The sublimely fruity Spring Awakening got one of our reviewers a little hot under the collar earlier in the week: check out review if you don’t believe me. Of course, being a bit sexy is nothing new… in fact, one could say that dipping a script into the perfumed pool of down-right salaciousness has, in the past, made for some of the West End’s most memorable productions.
Take, for example, the almost Biblical hoo-hah over the musical Hair. When that transferred from Broadway in 1968, The Shaftesbury Theatre had to wait for Draconian censorship laws to be abolished before they could open. Billed as “The American Tribal Love-Rock Musical”, Hair was a colourful anti-Vietnam show that centred on a tribe of long-haired hippies. The show was notorious both then and now for several reasons: the foremost being its supposedly subversive and un-American stance… Oh, and I forgot to mention, Hair also had a teeny-tiny naked scene at the end of the first act. Well, butter my scones if the critics didn’t go completely snooker-loopy mental over that. Labelled “vulgar” and “ugly”, Variety magazine even went so far as to describe it as being “without a story, form, music, dancing, beauty or artistry”.
Strewth. Still, it could be worse; in Norway, local citizens were so outraged by the decision to stage the production that they formed a human barricade to try to prevent the performance. Less “let the sunshine in”, more “keep the hippies out”.
Effectively ending theatrical censorship in Britain, the premiere of Hair in the West End was the culmination of a high-profile movement to liberate what could and could not be shown on stage. Led by luminaries such as the divinely foppish critic Kenneth Tynan, the abolition of the censorship laws in Britain made it possible for all manner of rudery to flood the hallowed stages of the West End.
But, of course, it didn’t. There wasn’t a sudden deluge of filth; it just allowed people to criticise the Queen and blaspheme and the like. Still, it’s not like Shakespeare and Marlowe weren’t remarkably bawdy; it’s just that, I suppose, a lot of people were willing to overlook Lear’s grimier moments on account of it being the Bard and therefore a cornerstone of our culture… either that or they didn’t understand what he was banging on about when he starts raving about centaurs (Act Four, Scene Six – look it up: wow and blimey.)

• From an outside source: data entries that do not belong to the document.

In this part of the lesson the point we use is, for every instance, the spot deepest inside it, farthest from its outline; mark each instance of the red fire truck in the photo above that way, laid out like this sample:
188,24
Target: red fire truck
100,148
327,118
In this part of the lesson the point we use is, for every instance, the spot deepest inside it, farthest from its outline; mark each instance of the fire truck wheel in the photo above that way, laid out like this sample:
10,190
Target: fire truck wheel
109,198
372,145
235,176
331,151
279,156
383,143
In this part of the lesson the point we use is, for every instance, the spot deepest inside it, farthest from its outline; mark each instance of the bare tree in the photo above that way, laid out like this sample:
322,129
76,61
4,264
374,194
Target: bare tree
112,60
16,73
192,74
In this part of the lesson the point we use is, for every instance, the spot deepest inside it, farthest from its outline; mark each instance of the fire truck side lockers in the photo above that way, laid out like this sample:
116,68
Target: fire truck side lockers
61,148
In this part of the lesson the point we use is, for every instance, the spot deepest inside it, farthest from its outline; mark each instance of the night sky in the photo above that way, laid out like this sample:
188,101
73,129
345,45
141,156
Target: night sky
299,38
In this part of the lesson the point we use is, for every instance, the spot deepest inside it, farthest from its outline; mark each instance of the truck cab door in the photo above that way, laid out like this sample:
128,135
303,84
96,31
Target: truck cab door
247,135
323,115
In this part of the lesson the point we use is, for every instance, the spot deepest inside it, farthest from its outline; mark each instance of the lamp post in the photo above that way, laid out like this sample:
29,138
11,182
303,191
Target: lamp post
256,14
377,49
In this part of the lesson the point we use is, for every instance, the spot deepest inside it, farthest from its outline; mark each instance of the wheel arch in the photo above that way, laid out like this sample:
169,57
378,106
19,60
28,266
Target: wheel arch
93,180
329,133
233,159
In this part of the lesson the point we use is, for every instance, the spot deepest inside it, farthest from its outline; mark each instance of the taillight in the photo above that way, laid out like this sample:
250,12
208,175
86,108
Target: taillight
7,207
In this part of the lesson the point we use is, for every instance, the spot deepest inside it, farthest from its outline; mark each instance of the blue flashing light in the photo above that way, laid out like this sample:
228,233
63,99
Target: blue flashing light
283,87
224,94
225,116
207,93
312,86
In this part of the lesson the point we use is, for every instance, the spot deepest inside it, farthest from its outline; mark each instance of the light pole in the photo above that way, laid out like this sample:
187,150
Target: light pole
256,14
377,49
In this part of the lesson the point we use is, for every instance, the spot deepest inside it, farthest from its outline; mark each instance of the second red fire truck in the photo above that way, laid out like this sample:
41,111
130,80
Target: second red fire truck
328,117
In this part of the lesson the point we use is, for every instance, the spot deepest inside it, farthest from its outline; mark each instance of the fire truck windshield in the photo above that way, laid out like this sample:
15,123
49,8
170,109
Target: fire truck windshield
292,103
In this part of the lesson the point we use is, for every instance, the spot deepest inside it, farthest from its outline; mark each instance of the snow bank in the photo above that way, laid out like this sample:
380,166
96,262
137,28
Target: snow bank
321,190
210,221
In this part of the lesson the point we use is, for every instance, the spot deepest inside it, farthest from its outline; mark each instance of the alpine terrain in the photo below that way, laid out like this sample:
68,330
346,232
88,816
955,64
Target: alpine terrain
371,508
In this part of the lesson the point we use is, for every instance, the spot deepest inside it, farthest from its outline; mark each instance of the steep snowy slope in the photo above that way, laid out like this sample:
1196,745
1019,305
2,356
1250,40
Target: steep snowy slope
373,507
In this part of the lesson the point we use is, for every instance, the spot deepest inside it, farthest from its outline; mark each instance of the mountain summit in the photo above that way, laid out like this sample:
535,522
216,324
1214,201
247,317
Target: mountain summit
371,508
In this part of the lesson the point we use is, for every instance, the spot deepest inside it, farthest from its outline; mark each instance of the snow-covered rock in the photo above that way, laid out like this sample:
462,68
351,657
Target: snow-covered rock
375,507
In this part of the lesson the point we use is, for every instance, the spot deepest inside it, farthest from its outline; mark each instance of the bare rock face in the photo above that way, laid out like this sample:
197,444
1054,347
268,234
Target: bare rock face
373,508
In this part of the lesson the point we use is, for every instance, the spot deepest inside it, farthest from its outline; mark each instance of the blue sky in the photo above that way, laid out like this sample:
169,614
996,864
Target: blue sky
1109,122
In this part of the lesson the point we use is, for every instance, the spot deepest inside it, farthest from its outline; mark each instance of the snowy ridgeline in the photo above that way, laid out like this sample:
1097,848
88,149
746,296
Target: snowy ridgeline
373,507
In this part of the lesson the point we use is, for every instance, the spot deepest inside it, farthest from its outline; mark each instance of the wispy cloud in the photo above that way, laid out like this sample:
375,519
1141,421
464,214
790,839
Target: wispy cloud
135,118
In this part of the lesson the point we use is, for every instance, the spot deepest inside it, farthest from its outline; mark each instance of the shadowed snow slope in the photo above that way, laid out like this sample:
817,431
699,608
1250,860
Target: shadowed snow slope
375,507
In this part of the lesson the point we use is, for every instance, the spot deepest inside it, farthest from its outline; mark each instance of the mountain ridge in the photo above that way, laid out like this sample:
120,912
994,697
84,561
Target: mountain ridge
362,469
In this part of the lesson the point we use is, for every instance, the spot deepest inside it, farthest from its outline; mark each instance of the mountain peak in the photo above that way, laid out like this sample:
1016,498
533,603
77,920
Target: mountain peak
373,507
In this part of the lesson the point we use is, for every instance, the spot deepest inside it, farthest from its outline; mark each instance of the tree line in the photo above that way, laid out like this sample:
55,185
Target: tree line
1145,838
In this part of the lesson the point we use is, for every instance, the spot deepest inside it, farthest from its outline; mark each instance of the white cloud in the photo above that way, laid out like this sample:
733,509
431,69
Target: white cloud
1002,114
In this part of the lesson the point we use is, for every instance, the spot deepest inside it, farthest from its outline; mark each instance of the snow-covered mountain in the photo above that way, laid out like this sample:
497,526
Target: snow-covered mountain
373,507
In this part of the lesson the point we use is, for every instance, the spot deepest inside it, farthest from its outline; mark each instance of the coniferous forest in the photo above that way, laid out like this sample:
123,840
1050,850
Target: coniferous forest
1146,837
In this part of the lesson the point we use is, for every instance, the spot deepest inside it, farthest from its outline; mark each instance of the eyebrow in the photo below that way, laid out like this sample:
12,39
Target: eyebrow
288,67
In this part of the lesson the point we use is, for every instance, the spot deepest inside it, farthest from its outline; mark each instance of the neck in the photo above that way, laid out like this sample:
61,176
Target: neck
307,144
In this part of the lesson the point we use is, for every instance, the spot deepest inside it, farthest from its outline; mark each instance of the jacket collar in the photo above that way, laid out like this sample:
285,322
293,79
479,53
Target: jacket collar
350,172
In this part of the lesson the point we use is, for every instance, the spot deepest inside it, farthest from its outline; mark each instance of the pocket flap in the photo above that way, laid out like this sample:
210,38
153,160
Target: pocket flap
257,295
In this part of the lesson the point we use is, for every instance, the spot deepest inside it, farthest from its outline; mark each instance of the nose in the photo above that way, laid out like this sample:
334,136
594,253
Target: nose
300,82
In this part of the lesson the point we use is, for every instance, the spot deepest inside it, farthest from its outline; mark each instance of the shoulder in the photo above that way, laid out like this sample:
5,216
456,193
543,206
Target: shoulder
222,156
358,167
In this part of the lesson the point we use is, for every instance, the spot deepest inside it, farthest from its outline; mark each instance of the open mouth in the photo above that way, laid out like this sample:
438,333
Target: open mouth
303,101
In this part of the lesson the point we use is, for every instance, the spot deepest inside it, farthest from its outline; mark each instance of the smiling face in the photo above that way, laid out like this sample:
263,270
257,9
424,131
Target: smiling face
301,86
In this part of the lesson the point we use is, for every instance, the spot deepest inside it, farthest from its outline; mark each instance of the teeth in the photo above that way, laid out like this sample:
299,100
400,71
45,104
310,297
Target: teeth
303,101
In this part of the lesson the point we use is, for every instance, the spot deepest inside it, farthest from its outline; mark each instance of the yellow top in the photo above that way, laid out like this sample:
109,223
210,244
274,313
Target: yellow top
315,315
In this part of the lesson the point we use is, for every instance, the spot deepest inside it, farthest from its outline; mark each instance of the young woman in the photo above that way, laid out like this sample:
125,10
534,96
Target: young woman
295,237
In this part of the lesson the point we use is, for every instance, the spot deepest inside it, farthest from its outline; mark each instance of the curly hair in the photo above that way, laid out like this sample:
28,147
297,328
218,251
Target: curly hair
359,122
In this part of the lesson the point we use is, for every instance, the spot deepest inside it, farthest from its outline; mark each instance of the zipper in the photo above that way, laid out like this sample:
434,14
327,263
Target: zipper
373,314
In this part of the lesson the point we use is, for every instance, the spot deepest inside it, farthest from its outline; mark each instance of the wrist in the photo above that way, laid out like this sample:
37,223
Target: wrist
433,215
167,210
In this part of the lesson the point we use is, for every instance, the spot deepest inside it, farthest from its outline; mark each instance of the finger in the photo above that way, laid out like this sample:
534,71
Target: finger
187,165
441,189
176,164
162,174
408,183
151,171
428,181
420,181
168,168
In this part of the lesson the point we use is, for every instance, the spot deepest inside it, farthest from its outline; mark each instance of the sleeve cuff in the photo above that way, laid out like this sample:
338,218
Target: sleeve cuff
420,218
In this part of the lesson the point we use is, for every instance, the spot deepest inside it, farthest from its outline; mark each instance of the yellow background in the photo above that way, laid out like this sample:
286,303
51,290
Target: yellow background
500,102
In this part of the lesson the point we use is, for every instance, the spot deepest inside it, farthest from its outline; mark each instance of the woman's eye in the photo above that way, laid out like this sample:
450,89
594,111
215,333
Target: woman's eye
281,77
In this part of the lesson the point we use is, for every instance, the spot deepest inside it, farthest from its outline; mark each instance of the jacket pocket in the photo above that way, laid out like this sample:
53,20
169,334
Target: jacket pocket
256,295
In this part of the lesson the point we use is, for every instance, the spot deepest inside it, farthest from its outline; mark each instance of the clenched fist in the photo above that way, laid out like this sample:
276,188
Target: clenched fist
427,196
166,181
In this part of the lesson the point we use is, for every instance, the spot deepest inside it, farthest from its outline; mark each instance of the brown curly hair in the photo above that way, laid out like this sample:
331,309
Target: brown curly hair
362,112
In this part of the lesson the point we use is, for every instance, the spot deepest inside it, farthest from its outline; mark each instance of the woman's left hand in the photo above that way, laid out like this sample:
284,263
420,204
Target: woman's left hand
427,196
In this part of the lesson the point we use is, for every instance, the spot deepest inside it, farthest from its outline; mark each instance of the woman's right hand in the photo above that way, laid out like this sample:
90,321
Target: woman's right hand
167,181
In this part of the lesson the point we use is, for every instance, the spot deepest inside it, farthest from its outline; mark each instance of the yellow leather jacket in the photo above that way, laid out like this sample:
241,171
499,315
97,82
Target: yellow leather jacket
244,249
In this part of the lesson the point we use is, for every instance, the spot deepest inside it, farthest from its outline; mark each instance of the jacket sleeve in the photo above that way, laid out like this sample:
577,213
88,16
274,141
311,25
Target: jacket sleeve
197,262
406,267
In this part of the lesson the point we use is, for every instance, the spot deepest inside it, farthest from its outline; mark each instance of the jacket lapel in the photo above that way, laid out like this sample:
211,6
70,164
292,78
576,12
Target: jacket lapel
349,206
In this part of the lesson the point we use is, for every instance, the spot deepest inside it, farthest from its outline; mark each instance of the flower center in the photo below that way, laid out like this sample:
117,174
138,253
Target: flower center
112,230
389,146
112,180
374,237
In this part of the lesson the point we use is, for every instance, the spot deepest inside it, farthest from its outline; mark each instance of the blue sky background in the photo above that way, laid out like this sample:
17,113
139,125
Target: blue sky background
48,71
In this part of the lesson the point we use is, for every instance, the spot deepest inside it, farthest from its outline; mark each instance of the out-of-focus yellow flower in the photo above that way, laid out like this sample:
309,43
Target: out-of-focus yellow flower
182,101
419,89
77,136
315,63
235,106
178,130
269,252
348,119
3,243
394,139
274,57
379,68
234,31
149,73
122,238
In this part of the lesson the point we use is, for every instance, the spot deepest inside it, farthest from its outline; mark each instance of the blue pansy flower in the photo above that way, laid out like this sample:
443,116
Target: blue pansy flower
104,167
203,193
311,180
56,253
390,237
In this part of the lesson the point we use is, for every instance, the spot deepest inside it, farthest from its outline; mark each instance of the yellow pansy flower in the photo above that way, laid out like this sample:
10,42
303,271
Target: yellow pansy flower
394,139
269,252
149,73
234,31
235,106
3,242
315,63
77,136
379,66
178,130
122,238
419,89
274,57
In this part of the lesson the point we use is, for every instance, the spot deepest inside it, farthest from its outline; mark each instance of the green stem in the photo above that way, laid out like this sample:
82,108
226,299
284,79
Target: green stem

Since then there’s been quite a few saucy shows to hit the West End. At one end of the scale there are musicals like Dirty Dancing and Grease which are only moderately racy on the sauce-o-meter – well, I say that, the original stage version of Grease is no picnic, there’s a fair bit of risqué language in that I can tell you.
No, they’re still pretty tame compared to some. Notably, there was that time when Harry Potter bared all in Equus. In Daniel Radcliffe’s brave stint as animal-lover Alan Strang, he had to appear completely naked. Ka-zaam.
Naturally, far more outrageous plays than Equus have been produced in London’s West End. Sarah Kane’s Blasted is so completely scandalous that I’m not sure how much of the plot I can even represent here… yep, basically none of it. If you think that’s bad, I can’t even say the name of Mark Ravenhill’s first full-length play to be staged at The Royal Court: it really is that rude.
So, to conclude, it seems that a little dash of crudity never hurt anyone’s box-office figures. Though Spring Awakening may be causing a ripple of excitement, and one or two giggles of embarrassment, in the West End at the moment, compared to some of the hits of the past, it reads like an episode of Last of the Summer Wine.
That said, I can’t remember Nora Batty ever asking anyone to give her a good whipping.